Индию принято считать страной феноменов. Основание для этого, как вы знаете, есть. Собственно говоря, уже любой наш турист так или иначе сталкивается с тайнами, которыми баснословно богата индийская земля. В Дели, например, он может подойти и прикоснуться к знаменитой колонне из химически чистого железа, что стоит посреди развалин древнего храма напротив монументального сооружения Могольской эпохи — Кутаб-Минара. Она испещрена узорчатой, похожей на своеобразный шифр, вязью старинного письма. («Берегли письмена мудрые тайны», как сказано в одном из стихотворений Рериха.) Более двух тысячелетий существует железная колонна, а ни ветры, ни дожди, ни холод, ни жара не причиняют ей ни малейшего ущерба: ведь химически чистое железо, подобно червонному золоту, не ржавеет. Такое чудо не по плечу даже нашей столь развитой в техническом отношении современности. Как же древность, с ее примитивными механическими средствами, могла справиться с этой задачей? Вот и рождаются разного рода гипотезы, в их числе — романтичные и фантастические: о неземном, космическом происхождении железной стелы.
В скобках замечу, что у индийцев с этой «космической» колонной связано любопытное поверье. Говорят: если стать спиной к таинственному столбу и обхватить его руками так, чтоб сошлись пальцы рук, исполнится заветное желание. Легенда широко известна, и посетители под дружный хохот толпы пытаются добиться успеха. Пытался и я, но ничего у меня не вышло.

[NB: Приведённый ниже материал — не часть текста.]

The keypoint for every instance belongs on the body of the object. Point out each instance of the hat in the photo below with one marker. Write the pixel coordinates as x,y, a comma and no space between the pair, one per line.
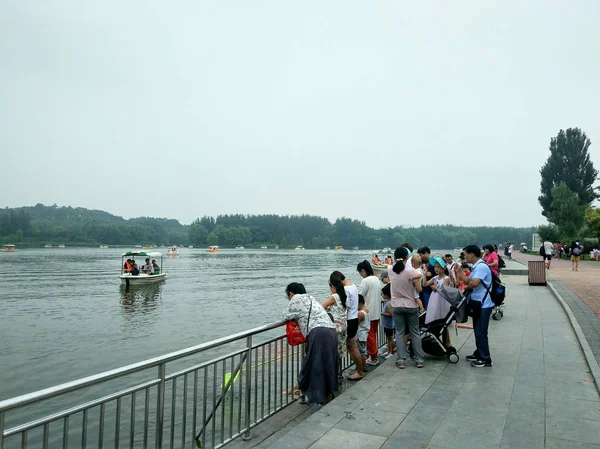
438,260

Правда, судя по тому, что рассказали мне об одном моем московском коллеге, который за несколько лет до меня побывал у этой колонны с той же самой целью, огорчаться неудачей не следует. Мой знакомый был счастливым обладателем достаточно длинных рук и потому без особого труда выполнил ритуал, предписанный легендой. Но по странному совпадению на другой день он ухитрился сломать ногу. При всем уважении к древнему поверью вряд ли можно посчитать эту травму его заветным желанием.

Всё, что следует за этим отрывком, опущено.